For a Multi-arm Bandits set-up, does the Signal to Noise Ratio have any meaning there?

Question

Suppose that we have a Multi-arm Bandit set-up with $K = 5$ bandits. Each bandit has a reward distribution of:

$$ X_i \sim Bern(p_i), \ \ \ i \in \{1, \ldots, 5\} $$

In literature about MABs, authors speak of a signal-to-noise ratio. I was wondering if there was a way to characterize the set-up in terms of a signal-to-noise ratio and what it might mean? Thanks!
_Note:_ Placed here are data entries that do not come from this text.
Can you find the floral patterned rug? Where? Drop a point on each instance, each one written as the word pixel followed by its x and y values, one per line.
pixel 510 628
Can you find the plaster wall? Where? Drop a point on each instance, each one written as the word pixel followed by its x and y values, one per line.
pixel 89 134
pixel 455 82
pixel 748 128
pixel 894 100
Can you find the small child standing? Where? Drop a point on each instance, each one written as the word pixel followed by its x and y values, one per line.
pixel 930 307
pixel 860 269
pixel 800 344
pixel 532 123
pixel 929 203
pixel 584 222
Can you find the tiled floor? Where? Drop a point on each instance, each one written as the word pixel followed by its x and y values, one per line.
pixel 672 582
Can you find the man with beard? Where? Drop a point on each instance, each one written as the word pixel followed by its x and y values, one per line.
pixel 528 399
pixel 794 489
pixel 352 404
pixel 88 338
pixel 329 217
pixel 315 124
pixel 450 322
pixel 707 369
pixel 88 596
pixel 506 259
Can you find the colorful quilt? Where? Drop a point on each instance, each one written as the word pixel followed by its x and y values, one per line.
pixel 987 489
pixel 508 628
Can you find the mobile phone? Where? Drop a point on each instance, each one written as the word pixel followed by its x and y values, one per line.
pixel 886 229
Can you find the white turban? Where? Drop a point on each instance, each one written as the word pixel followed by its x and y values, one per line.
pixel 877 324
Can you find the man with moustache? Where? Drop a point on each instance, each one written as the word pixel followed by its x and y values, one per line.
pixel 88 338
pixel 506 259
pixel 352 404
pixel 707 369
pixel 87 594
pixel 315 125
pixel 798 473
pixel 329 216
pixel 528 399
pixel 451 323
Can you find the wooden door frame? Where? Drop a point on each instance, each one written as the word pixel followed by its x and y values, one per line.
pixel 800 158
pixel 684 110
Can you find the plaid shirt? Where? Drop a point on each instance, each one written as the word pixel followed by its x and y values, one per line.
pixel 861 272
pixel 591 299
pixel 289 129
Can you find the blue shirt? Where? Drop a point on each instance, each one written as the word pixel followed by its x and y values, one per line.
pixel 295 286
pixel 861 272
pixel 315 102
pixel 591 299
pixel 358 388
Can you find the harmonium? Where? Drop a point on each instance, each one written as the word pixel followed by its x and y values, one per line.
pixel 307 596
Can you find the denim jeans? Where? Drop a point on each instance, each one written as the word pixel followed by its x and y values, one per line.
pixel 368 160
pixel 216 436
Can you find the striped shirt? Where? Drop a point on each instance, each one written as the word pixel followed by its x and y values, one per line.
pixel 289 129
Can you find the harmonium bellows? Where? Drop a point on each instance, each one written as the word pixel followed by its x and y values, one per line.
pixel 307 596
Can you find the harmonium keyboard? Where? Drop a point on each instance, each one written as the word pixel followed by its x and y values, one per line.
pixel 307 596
Ben · Accepted Answer · 2018-04-18T06:27:33.263

The strategic trade-off in multi-arm bandit problems: In multi-arm bandit problems the gambler plays one "bandit" each round and attempts to maximise his total expected return over a given number of rounds. In each round of play (except the last), this involves a strategic trade-off by the gambler between two objectives:

Immediate rewards: In each round he would like to choose a distribution that gives him a high expected reward on this round, which entails a preference for distributions he (presently) infers to have a high mean reward;
Future rewards (affected by information gain): On the other hand, he wants to refine his knowledge of the true expected rewards by gaining more information on the distributions (especially those that he has not played as much as others), so that he can improve his choices in future rounds.
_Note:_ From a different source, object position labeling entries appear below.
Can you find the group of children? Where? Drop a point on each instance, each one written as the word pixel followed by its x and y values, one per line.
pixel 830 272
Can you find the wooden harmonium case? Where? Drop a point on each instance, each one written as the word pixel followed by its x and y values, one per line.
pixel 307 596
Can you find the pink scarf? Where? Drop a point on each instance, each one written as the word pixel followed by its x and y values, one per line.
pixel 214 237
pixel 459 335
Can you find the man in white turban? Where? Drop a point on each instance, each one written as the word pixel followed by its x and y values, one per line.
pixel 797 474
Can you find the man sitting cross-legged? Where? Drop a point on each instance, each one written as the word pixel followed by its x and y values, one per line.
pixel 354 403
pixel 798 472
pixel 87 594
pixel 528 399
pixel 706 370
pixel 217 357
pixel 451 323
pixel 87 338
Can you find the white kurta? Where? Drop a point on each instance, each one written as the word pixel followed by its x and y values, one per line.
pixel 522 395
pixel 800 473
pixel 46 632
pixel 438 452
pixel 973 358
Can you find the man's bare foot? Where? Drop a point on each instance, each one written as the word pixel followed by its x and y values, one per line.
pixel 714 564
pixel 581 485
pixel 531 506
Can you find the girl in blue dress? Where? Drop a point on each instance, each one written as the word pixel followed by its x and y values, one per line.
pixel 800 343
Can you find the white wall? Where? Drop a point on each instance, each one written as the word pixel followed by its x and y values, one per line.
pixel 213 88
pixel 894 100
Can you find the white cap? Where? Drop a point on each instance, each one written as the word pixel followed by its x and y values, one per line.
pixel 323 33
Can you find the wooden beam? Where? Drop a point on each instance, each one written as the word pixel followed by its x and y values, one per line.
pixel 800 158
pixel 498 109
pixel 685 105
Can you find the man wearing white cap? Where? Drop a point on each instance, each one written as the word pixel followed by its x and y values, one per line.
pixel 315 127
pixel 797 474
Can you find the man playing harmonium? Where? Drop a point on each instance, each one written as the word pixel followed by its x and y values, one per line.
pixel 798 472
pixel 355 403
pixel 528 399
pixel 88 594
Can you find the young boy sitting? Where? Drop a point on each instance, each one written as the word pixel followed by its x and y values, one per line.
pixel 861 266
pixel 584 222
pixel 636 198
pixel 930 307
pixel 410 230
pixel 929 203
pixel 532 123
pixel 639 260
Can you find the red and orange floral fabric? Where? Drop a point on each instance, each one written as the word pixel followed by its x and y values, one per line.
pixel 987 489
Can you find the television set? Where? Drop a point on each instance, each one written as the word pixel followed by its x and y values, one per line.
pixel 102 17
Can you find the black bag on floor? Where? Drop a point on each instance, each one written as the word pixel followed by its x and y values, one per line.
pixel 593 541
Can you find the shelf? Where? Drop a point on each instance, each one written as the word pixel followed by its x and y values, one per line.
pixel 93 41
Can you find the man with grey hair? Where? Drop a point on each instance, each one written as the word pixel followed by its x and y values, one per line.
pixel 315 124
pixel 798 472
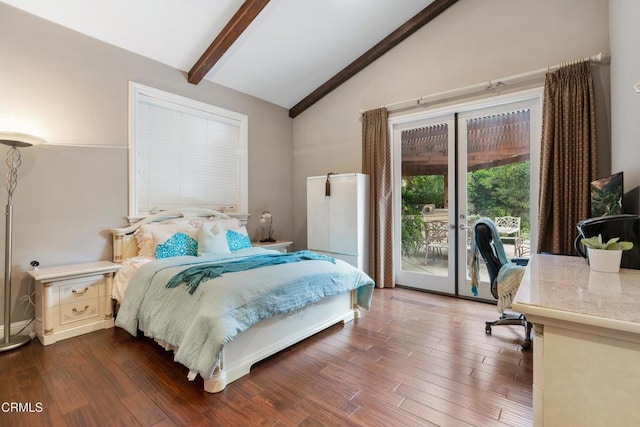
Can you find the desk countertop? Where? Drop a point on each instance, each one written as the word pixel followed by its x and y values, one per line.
pixel 563 288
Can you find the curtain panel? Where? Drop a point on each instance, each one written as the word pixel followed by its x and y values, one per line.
pixel 376 162
pixel 569 156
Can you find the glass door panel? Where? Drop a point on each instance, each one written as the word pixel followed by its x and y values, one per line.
pixel 425 168
pixel 494 179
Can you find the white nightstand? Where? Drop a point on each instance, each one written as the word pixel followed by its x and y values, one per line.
pixel 278 245
pixel 73 299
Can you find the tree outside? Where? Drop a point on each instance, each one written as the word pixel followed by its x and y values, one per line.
pixel 491 192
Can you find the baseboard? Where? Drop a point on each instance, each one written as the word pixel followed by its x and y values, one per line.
pixel 17 327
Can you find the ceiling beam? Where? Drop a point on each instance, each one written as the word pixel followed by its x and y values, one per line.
pixel 229 34
pixel 389 42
The relative importance of these two things will determine the trade-off, and this relative importance is affected by a number of factors. For example, if there is only a small number of remaining rounds in the problem then inference for future trials is relatively less valuable, whereas if there is a large number of remaining rounds then inference for future rewards is relatively more valuable.

As to the "signal-to-noise" ratio (i.e., the variability of the rewards in each distribution), this affects the speed at which the gambler is able to gain reliable information about the expected gain from each distribution. If the signal-to-noise ratio is high (i.e., there is low variability in the rewards) then the gambler gains reliable information on the expected rewards with less uses of that distribution. If the signal-to-noise ratio is low (i.e., there is high variability in the rewards) then the gambler needs more uses of that distribution to gain reliable information on the expected rewards.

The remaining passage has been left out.